В тот день город Пелевицы пережил страшный пожар. Начался он сначала из зловонных глубин хитроумного клубка улиц, возвестив о себе столбами дыма. В соседних районах на это сначала не обратили внимания, мол, опять некие черти кузню сделали. Но когда обнаружилась истинная причина, было уже поздно. Пожар разгорелся нехилый, пожрав при этом несколько кварталов. Но огненное безумие оказалось лишь очередным беспорядком, сотворенный стихией, который город переживал почти каждые пять лет, не считая совсем уж мелких катастроф, вроде орд канализационных фремлянов или атак дрожжевых террористов на общественные туалеты. Благодаря силам местных пожарных дружин, набранных местными гильдиями и братствами, огонь был побежден до самого вечера. Различные народности и расы всем скопом тогда тушили пожар, начиная от простого песиглавца и заканчивая самым презренным кетликом. В ход шло все – и специально созданные для таких случаев насосы, и бочки, и ведра и даже пивные кружки. Жившие на Перьевом переулке грифоны поднимали целые цистерны в воздух и выливали воду на пламенную стихию. Даже студенты из заочного филиала Пружской Магической Академии бросали с ладоней ледяные сосульки в огненные языки. Правда, проливной ливень молодые колдуны так и не вызвали – толи по молодецкой юности, толи по причине поголовных трояков в дисциплине воздухомантии. Даже поголовного грабежа и воровства, которые в иных городах при пожарищах достигали небывалого размаха и хаоса, в Пелевицах не было. А все благодаря храбрым псам из городской стражи пана Гардура, взявшие на себя контроль и проведение мародерства полностью в свои лапы.
        Самого начальника стражи нашли только под вечер. Желотоглазый феникс, еще недавно принятый в ряды защитников порядка, в сопровождении других своих сослуживцев, принес бургомистру в рукокрыльях, обмотанных в асбестовые рукава, Гардура, полностью обессиленного. Начальник, именуемый полюбовно своими подчиненными «капитаном», был практически голым. Пан бургомистр с повышенным интересом рассматривал обнаженного Гардура, ведь последний практически всегда разгуливал принародно в своем сером одеянии, скрывая лицо под маской, испуская при этом всегда непонятный, только ему характерный запах вперемешку с ароматами иных созданий, живущих в городе. Но внезапно начальник оказался обыкновенным на вид песиглавцем простецкой породы. Подобными барбосами была заселена большая половина Пелевиц. Разве что на морде у него стройным рядом, от бровей и до самого носа, располагались черные крестики, будто стежки темной нитки, оставленные неопытным хирургом. Гардур что-то шептал, испуганно вращая глазами.

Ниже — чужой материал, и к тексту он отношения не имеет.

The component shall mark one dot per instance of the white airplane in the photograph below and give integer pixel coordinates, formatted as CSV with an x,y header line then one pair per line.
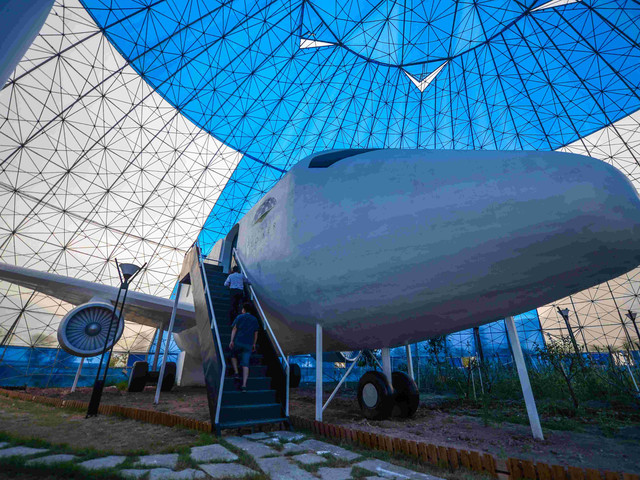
x,y
381,248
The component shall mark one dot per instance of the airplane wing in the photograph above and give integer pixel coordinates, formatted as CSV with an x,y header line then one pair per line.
x,y
140,308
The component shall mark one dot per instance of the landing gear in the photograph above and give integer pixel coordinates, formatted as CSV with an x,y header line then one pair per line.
x,y
375,396
140,376
378,400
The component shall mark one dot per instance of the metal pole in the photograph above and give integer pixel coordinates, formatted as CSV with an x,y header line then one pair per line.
x,y
344,377
75,380
98,385
386,364
318,372
417,369
565,315
476,338
410,362
529,400
166,346
156,354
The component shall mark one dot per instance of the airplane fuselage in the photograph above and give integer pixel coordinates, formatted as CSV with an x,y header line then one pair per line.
x,y
390,247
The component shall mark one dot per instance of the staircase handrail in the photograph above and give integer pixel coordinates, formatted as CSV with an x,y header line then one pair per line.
x,y
272,335
214,326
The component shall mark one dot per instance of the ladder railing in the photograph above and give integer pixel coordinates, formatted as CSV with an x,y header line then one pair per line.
x,y
269,330
214,330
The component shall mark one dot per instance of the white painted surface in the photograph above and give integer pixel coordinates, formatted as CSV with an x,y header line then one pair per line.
x,y
529,400
318,372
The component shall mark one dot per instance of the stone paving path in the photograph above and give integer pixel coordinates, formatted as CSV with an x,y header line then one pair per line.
x,y
280,455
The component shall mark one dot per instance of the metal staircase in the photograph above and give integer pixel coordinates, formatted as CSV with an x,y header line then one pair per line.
x,y
266,399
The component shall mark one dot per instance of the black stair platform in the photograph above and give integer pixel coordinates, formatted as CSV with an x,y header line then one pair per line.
x,y
259,404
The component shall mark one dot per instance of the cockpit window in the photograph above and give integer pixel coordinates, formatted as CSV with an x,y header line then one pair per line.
x,y
265,208
324,160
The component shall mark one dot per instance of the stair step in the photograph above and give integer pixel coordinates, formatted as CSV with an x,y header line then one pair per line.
x,y
254,371
253,397
211,267
253,383
231,413
245,423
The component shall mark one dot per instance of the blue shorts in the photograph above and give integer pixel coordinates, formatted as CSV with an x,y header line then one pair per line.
x,y
242,352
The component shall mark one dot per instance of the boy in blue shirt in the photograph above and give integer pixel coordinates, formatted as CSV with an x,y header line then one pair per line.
x,y
244,336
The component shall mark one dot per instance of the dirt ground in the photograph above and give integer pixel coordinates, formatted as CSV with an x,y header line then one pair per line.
x,y
620,452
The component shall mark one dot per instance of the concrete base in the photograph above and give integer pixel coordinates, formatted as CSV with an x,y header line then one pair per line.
x,y
189,371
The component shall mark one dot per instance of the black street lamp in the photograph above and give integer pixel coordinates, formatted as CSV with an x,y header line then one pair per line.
x,y
632,316
565,315
126,272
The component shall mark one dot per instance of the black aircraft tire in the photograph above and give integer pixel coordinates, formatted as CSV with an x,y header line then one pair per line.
x,y
406,394
138,377
295,375
169,379
375,396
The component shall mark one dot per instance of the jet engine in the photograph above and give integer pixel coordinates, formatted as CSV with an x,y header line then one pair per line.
x,y
83,331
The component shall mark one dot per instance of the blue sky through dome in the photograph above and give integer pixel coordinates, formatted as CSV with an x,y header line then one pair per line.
x,y
511,75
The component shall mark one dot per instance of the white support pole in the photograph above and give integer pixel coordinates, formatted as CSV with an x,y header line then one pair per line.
x,y
318,372
166,347
344,377
78,372
529,401
156,354
386,364
410,362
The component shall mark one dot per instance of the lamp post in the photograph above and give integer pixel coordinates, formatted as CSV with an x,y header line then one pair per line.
x,y
632,316
565,315
126,272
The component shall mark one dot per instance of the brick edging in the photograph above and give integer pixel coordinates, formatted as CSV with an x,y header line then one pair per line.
x,y
453,458
427,453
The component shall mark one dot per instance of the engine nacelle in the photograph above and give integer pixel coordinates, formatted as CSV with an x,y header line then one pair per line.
x,y
83,330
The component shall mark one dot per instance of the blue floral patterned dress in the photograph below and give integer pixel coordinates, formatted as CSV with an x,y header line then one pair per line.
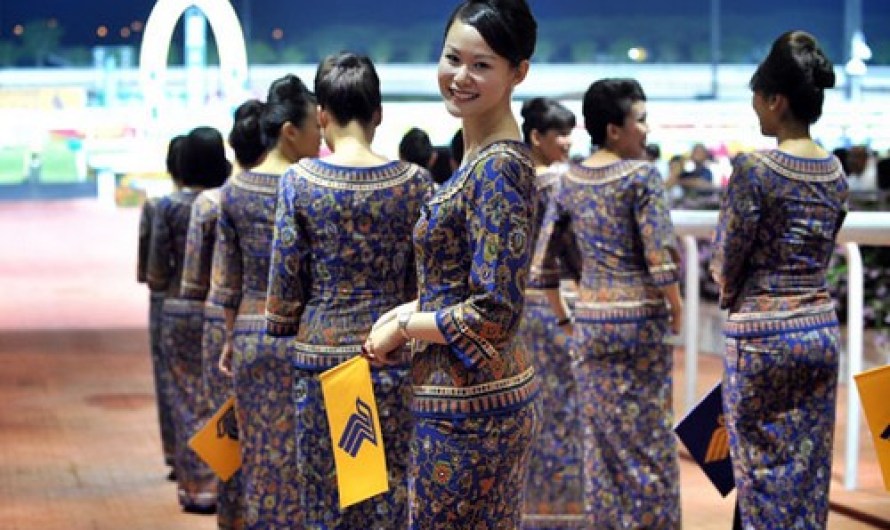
x,y
342,256
553,492
160,369
616,217
777,230
474,397
217,386
261,365
182,326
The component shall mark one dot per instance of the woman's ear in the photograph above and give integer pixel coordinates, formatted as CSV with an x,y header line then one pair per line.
x,y
521,71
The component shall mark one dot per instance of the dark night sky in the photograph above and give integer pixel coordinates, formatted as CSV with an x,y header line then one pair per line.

     — Он бредит! – воскликнул бургомистр, но один из присутствующих стражников по кличке Штурм мрачно ответил: — Нет, его разум чист как никогда. Он просто ослаб.
        Капитан посмотрел вверх и из всех сил, которые остались, громко простонал:
     — Убежище! У вас есть освященное убежище!
     — Хм, что? Что вы имеете в виду?
     — Ангел... Сжег город... Он ищет меня!
        Нос у бургомистра стал свинцово бледным.
     — Какой еще ангел?!
        Из толпы стражников вышел худощавый крысюк, обмотанный ремешками. Его походка была медленной, будто под хвостом у него горела неистовой болью смертельная рана. Крысюк вежливо поклонился:
     — В нашем городе появился темный ангел, желающий зла и творящего его. Именно из-за него начался пожар, именно он рассылал те самые фотографии.
     — А ты кто такой? – бургомистр, чей нос стал почти белым, круглыми глазами смотрел на незнакомого ему гражданина.
     — Я Сошка из Пендюковки, еще недавно принятый на службу Гардуром. Я помогал ему в поисках создателя богопротивных фотографий, и я один из немногих, кому пан начальник доверил участвовать в поимке данной нечисти. И один из немногих выживших свидетелей начала пожарища.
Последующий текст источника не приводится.